Grace apparently didn’t get the memo from the Yes campaign which bent over backwards to distance de-gendering marriage from rainbow gender queer theory being taught in schools.
The Queensland Government also cited the marriage plebiscite result as reason for allowing parents the option of not allocating a gender on their babies’ birth certificates.
Where will the same-sex marriage-inspired gender madness end? Homosexual writer Benjamin Law, who famously last year said he wanted to “hate f….” conservative politicians, wrote in the Quarterly Essay that there were frontiers beyond same-sex marriage.
Welcome to the brave new rainbow world where your children will be indoctrinated.
Because state and federal anti-discrimination law recognises sexual orientation and gender identity as protected attributes, the redefinition of marriage in law has weaponised rainbow identity politics.
The pre-November 2017 view about marriage held by the 4.9 million Australians who voted no in the plebiscite, is now unlawful.
Living out this belief in public must now be punished.
With the Ruddock review of freedoms still under wraps, uncertainty remains - not just for Christian schools, but for anyone who dissents and who wants to stay away from tribunals and so-called human rights commissions.
What is certain is that rainbow activists will not rest until public resistance to their new frontier of gender fluid theory is crushed.
Activists have laced the Australian Labor party's platform, which is binding on MPs and Senators, with gender queer theory policy. If Bill Shorten becomes Prime Minister there will be a LGBTIQA commissioner at the Australian Human Rights Commission. This means a rainbow cop on the beat to police those of us who uphold a biological view of gender and marriage.
Same-sex marriage didn’t just bestow a right to same-sex couples celebrate their love.
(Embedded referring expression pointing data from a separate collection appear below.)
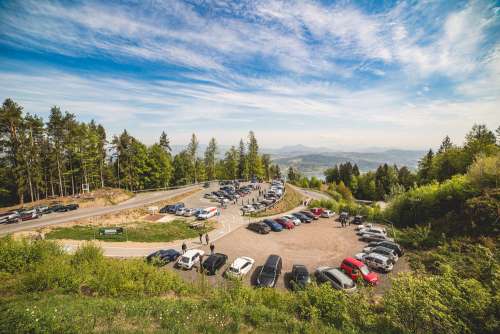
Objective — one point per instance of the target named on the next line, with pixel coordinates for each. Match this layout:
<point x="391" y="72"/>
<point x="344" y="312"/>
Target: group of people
<point x="207" y="240"/>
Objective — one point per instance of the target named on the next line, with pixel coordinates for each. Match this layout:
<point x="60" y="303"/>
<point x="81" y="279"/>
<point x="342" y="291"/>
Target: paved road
<point x="139" y="200"/>
<point x="229" y="221"/>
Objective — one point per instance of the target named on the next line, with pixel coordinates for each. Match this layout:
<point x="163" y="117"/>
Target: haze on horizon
<point x="344" y="75"/>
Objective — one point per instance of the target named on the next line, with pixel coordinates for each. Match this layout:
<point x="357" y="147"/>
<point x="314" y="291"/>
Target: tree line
<point x="388" y="180"/>
<point x="58" y="157"/>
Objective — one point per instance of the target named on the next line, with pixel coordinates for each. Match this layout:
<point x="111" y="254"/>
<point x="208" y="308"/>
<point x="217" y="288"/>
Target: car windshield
<point x="364" y="270"/>
<point x="267" y="271"/>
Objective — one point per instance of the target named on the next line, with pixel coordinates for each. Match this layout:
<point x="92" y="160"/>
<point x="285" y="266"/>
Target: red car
<point x="285" y="223"/>
<point x="354" y="268"/>
<point x="317" y="211"/>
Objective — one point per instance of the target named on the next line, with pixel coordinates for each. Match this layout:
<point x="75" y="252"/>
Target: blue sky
<point x="345" y="74"/>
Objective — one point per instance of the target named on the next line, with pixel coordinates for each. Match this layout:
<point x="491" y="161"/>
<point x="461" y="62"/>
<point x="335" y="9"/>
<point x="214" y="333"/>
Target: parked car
<point x="248" y="208"/>
<point x="190" y="212"/>
<point x="378" y="262"/>
<point x="173" y="208"/>
<point x="275" y="227"/>
<point x="259" y="227"/>
<point x="300" y="277"/>
<point x="214" y="262"/>
<point x="72" y="206"/>
<point x="296" y="221"/>
<point x="327" y="214"/>
<point x="355" y="268"/>
<point x="190" y="258"/>
<point x="336" y="278"/>
<point x="42" y="209"/>
<point x="358" y="220"/>
<point x="303" y="218"/>
<point x="163" y="256"/>
<point x="207" y="213"/>
<point x="240" y="267"/>
<point x="374" y="237"/>
<point x="388" y="244"/>
<point x="10" y="217"/>
<point x="374" y="230"/>
<point x="309" y="214"/>
<point x="363" y="227"/>
<point x="29" y="214"/>
<point x="268" y="275"/>
<point x="387" y="252"/>
<point x="317" y="211"/>
<point x="285" y="223"/>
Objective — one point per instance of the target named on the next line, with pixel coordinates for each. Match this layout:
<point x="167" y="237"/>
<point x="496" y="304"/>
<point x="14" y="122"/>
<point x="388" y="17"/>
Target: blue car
<point x="164" y="256"/>
<point x="275" y="227"/>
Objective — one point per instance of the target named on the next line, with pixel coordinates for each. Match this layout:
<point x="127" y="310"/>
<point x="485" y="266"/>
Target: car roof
<point x="378" y="256"/>
<point x="240" y="261"/>
<point x="343" y="278"/>
<point x="354" y="261"/>
<point x="272" y="259"/>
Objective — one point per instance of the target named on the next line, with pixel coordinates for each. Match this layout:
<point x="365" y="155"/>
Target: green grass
<point x="140" y="232"/>
<point x="291" y="200"/>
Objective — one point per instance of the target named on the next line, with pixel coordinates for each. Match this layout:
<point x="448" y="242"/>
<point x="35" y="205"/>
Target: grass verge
<point x="137" y="231"/>
<point x="292" y="199"/>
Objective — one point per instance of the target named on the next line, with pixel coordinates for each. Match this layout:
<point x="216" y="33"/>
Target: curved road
<point x="229" y="220"/>
<point x="137" y="201"/>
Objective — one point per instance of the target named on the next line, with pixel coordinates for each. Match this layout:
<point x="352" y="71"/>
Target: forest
<point x="45" y="159"/>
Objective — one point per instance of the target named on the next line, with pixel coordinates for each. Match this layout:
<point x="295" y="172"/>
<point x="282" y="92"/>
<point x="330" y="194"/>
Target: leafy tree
<point x="210" y="159"/>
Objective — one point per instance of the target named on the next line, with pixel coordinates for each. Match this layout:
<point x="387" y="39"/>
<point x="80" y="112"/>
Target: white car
<point x="190" y="258"/>
<point x="296" y="221"/>
<point x="248" y="208"/>
<point x="363" y="227"/>
<point x="372" y="230"/>
<point x="378" y="262"/>
<point x="189" y="212"/>
<point x="240" y="267"/>
<point x="327" y="214"/>
<point x="180" y="212"/>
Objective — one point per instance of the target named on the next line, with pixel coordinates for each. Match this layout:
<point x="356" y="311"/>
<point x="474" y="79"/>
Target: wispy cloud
<point x="410" y="70"/>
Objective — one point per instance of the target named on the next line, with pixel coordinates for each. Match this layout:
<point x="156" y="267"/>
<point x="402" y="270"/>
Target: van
<point x="378" y="262"/>
<point x="270" y="272"/>
<point x="207" y="213"/>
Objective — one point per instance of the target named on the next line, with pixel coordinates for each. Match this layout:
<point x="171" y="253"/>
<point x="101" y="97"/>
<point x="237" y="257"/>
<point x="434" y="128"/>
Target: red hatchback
<point x="317" y="211"/>
<point x="285" y="223"/>
<point x="354" y="268"/>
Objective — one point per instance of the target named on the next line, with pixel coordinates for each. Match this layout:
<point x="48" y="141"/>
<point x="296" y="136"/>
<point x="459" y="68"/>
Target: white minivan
<point x="207" y="213"/>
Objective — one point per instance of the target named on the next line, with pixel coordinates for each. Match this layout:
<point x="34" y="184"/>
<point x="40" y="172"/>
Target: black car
<point x="260" y="228"/>
<point x="388" y="244"/>
<point x="309" y="214"/>
<point x="358" y="220"/>
<point x="300" y="277"/>
<point x="214" y="262"/>
<point x="270" y="272"/>
<point x="164" y="256"/>
<point x="71" y="207"/>
<point x="173" y="208"/>
<point x="303" y="218"/>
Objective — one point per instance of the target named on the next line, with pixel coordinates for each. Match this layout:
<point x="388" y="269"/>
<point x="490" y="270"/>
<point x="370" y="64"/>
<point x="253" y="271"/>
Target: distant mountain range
<point x="312" y="161"/>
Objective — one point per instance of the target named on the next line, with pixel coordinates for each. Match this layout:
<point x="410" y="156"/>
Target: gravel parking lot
<point x="321" y="243"/>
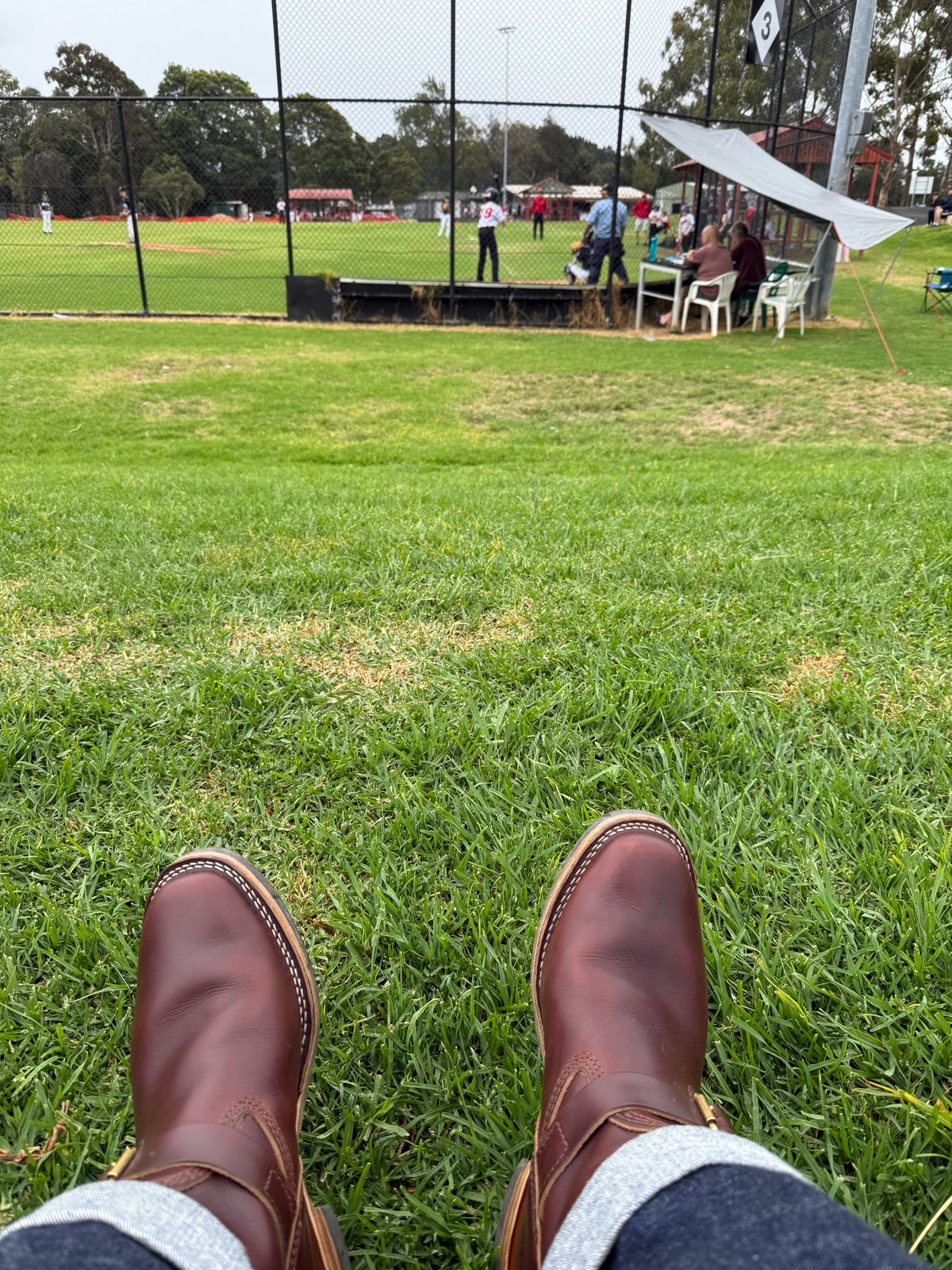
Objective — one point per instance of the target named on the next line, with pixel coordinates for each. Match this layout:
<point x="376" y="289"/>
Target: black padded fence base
<point x="488" y="304"/>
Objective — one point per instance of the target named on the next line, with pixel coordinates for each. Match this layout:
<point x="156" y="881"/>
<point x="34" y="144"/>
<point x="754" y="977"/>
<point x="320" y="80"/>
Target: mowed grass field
<point x="397" y="614"/>
<point x="217" y="267"/>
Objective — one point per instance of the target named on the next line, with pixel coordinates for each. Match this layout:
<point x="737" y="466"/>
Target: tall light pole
<point x="507" y="32"/>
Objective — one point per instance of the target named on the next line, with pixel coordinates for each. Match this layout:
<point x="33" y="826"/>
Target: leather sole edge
<point x="594" y="832"/>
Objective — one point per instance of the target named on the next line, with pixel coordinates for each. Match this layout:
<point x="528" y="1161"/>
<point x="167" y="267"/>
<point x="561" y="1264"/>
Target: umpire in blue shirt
<point x="602" y="237"/>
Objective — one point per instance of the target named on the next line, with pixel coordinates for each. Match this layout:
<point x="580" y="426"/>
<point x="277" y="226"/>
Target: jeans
<point x="488" y="243"/>
<point x="730" y="1216"/>
<point x="600" y="251"/>
<point x="681" y="1198"/>
<point x="82" y="1246"/>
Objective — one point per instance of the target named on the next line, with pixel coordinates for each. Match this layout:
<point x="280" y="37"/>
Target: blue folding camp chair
<point x="937" y="294"/>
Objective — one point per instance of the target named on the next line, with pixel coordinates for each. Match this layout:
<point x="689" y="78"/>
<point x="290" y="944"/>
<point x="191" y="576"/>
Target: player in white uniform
<point x="490" y="215"/>
<point x="444" y="217"/>
<point x="127" y="214"/>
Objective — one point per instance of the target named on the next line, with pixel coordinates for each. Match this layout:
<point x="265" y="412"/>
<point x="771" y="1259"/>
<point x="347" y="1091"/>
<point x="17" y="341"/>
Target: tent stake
<point x="889" y="351"/>
<point x="879" y="290"/>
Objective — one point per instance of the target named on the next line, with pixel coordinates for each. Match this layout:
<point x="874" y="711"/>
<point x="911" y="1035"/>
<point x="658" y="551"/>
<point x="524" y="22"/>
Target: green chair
<point x="752" y="291"/>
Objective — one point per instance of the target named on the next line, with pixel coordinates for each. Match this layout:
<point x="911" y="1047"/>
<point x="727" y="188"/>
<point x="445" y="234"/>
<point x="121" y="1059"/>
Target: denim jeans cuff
<point x="169" y="1223"/>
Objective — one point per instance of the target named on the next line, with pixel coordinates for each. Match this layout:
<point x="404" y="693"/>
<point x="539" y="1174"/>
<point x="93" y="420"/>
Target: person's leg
<point x="628" y="1155"/>
<point x="729" y="1216"/>
<point x="619" y="264"/>
<point x="82" y="1246"/>
<point x="222" y="1043"/>
<point x="146" y="1226"/>
<point x="598" y="253"/>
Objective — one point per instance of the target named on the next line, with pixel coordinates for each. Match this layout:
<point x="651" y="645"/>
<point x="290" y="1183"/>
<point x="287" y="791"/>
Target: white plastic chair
<point x="723" y="300"/>
<point x="785" y="298"/>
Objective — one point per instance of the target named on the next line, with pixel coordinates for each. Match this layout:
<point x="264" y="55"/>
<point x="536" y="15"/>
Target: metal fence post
<point x="850" y="102"/>
<point x="615" y="238"/>
<point x="452" y="160"/>
<point x="283" y="140"/>
<point x="131" y="192"/>
<point x="708" y="103"/>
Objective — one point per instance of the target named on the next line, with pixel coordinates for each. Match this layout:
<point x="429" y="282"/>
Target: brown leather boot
<point x="222" y="1045"/>
<point x="621" y="1013"/>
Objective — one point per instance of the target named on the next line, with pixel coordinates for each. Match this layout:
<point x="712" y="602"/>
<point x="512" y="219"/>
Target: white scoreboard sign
<point x="765" y="31"/>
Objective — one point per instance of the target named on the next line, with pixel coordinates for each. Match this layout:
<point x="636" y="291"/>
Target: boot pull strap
<point x="220" y="1149"/>
<point x="581" y="1114"/>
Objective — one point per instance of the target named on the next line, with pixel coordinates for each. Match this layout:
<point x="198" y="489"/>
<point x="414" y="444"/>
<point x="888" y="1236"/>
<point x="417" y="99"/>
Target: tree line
<point x="908" y="84"/>
<point x="188" y="156"/>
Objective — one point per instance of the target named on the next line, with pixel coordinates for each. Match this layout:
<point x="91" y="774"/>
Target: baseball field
<point x="397" y="613"/>
<point x="234" y="267"/>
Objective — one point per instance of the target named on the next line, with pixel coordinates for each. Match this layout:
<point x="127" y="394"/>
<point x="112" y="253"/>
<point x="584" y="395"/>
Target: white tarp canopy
<point x="731" y="154"/>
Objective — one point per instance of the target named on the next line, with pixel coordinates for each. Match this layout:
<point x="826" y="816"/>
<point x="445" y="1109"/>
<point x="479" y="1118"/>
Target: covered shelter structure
<point x="559" y="198"/>
<point x="733" y="156"/>
<point x="806" y="148"/>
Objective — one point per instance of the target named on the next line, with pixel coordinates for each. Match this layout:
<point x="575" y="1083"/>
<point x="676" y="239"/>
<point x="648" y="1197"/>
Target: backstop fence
<point x="205" y="201"/>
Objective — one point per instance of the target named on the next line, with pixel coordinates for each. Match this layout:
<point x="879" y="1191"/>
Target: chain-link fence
<point x="389" y="127"/>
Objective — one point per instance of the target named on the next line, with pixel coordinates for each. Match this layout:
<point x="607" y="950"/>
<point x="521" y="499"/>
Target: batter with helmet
<point x="490" y="215"/>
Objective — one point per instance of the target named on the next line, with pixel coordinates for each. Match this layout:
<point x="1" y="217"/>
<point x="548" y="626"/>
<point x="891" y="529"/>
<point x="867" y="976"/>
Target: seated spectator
<point x="685" y="229"/>
<point x="748" y="257"/>
<point x="941" y="207"/>
<point x="711" y="260"/>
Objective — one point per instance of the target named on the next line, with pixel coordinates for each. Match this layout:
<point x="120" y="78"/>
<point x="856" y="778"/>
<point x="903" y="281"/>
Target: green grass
<point x="89" y="266"/>
<point x="397" y="614"/>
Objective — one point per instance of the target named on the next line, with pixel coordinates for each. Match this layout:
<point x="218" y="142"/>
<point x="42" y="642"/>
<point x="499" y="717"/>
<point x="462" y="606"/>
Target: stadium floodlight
<point x="507" y="32"/>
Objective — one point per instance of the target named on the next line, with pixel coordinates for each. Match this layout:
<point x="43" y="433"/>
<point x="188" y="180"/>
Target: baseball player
<point x="127" y="214"/>
<point x="490" y="215"/>
<point x="444" y="217"/>
<point x="641" y="213"/>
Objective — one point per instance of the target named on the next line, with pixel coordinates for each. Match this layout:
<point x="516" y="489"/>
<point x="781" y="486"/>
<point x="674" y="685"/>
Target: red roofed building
<point x="323" y="205"/>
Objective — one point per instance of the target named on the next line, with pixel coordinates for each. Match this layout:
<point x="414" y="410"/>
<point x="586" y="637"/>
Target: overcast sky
<point x="365" y="48"/>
It redefined the basic group unit of society changing forever the idea that mothers and fathers matter to their children.
De-gendering marriage has also turbocharged queer theory in schools and the wider society, upending what it means to be human - male or female.
But hey, no consequences.
Lyle Shelton was a director of and spokesman for the Coalition for Marriage. He is currently a Queensland Senate candidate for the Australian Conservatives.